まず確かめるべきは、ジュノーと男達のつながりだ。指示を出しているのなら直接会っていたり、手紙でやり取りをしているはず――そう考え、私は早速伝書係に最近ジュノーが手紙を持って来ていないかを聞いてみた。けれど最後にジュノーが手紙を出したのは数ヶ月前で、最近は見ていないという。男達とは手紙でやり取りはしていないのかも……となると、どこかで直接会っている可能性が高い。たとえ男達を友人と偽っても、庶民である者を城内に招き入れることはかなり難しい。ジュノーは部屋を与えられ、認められてはいるけれど、私達の知らない人間を好き勝手に呼んでいいかと言えば、警備の観点から許されないだろう。ジュノーの人柄としても、そんなわがままを押し通すとは思えない。つまり男達とは城外で会っているはず。
そう考えて私は思い出したことがあった。以前ジュノーとのおしゃべりの中で、占いをしない日は何をしているのかと聞いたことがあった。これに彼女は、城下に残している家の掃除をしに行っていると答えていた。思い出の詰まっている家で、いつでも戻れるように定期的に帰っていると言った。その家ならば男達と会うのに打って付けなのでは? 誰にも怪しまれず、堂々と会うこともできるし――私は占いを頼むふりをしてジュノーを部屋に呼んだ。そこで何気なく予定をたずねてみた。

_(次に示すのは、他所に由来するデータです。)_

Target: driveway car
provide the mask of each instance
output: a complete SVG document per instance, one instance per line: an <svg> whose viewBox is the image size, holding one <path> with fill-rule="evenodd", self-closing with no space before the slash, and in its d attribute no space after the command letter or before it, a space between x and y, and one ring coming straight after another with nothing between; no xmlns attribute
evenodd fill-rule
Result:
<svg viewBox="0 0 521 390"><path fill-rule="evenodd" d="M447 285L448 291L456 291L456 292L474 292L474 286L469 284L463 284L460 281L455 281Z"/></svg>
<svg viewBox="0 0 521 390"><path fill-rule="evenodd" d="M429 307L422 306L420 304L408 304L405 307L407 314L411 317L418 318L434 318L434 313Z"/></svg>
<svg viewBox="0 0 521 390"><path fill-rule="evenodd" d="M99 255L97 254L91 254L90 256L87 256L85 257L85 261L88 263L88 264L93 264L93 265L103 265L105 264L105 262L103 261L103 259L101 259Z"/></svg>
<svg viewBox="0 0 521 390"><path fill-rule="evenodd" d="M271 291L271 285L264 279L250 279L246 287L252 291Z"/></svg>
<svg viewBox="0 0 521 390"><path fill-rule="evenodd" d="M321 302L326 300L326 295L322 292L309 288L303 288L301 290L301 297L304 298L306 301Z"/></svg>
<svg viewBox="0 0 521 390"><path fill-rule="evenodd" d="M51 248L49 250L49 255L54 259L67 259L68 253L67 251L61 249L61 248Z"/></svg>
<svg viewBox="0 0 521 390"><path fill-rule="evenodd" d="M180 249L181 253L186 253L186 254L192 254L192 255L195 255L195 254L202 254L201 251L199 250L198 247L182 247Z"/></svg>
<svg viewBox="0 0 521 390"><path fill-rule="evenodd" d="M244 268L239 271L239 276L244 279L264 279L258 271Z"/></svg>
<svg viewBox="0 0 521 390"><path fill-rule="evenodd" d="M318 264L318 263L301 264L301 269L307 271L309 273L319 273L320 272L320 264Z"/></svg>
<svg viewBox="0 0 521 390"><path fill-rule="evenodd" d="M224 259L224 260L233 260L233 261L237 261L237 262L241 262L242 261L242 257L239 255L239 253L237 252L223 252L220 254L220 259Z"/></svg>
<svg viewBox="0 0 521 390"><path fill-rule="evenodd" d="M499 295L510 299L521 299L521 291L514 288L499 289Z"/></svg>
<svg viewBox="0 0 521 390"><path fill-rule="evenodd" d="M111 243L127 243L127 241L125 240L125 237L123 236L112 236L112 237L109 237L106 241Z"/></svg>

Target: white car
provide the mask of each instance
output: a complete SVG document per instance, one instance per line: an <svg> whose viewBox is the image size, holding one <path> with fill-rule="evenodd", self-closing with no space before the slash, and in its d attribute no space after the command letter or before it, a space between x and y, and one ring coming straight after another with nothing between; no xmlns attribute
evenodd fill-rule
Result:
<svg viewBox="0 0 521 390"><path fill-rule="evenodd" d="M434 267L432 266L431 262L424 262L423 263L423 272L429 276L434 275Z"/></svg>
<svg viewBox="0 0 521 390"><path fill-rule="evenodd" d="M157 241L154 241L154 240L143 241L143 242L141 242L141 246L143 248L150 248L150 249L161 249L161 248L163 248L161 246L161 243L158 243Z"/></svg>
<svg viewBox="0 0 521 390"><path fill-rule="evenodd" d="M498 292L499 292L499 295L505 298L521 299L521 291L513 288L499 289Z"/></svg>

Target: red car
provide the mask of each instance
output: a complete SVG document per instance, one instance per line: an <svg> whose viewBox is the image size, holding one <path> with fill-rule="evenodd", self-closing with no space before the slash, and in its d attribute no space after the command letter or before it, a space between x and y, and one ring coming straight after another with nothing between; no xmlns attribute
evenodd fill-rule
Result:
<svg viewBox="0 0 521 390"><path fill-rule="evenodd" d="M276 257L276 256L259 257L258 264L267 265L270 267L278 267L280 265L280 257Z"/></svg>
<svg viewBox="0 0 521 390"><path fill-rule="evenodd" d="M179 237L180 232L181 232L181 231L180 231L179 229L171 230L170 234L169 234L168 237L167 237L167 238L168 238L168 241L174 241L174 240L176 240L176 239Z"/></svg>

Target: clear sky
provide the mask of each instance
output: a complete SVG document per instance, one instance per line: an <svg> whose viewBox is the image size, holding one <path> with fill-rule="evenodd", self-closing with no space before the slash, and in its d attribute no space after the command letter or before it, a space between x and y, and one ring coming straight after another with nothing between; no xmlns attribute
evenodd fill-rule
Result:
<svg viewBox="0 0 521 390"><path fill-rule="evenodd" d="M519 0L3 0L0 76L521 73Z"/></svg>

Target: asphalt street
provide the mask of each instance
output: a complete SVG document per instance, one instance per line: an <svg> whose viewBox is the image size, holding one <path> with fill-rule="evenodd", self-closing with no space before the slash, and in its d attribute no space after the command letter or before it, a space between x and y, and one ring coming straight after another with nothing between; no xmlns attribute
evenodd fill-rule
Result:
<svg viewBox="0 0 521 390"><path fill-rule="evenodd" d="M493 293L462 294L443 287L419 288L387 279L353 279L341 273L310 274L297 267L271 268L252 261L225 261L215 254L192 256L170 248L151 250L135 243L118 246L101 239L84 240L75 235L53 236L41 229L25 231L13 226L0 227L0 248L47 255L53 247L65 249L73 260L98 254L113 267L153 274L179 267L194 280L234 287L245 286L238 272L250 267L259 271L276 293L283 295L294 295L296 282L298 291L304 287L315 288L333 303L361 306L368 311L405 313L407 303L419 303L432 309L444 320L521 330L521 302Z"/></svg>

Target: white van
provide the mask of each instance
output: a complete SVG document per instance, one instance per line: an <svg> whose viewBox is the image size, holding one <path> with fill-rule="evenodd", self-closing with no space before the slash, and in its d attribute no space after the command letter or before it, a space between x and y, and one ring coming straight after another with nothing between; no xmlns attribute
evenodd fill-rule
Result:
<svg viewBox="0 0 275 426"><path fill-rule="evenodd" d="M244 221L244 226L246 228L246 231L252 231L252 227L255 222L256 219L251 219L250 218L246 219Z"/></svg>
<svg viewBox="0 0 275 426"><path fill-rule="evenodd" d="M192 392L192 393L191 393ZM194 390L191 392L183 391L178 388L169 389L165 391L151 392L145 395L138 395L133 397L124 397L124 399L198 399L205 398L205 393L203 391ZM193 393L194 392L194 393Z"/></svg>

「――明日の夜は、また一時帰宅させていただきますので、それ以前のお時間でしたら、いつでも占って差し上げられます」
明日の夜……行ってみるしかない。
そして行動の時が来た。
夕食後、私は早めに休むと言って、いつものようにこっそりと城外へ出た。中央地区を抜けた辺りで民に混じり、ジュノーが来るのを待った。城から城下の家へ行くには必ずここを通らなければならないから、待っていればそのうち現れるはず……。
そうして三十分が過ぎた頃、大通りの奥からケープをまとった見慣れた顔が歩いて来た。小さなかばんを持ち、颯爽と歩く姿はジュノーに違いなかった。私は少し距離を置きながらその背中を追って行く。家がどこにあるのか知っていれば先回りもできたけれど、わからないのではこうして尾行する他ない。あまり気の進まない方法だけれど、真偽をはっきりさせるためには仕方がない。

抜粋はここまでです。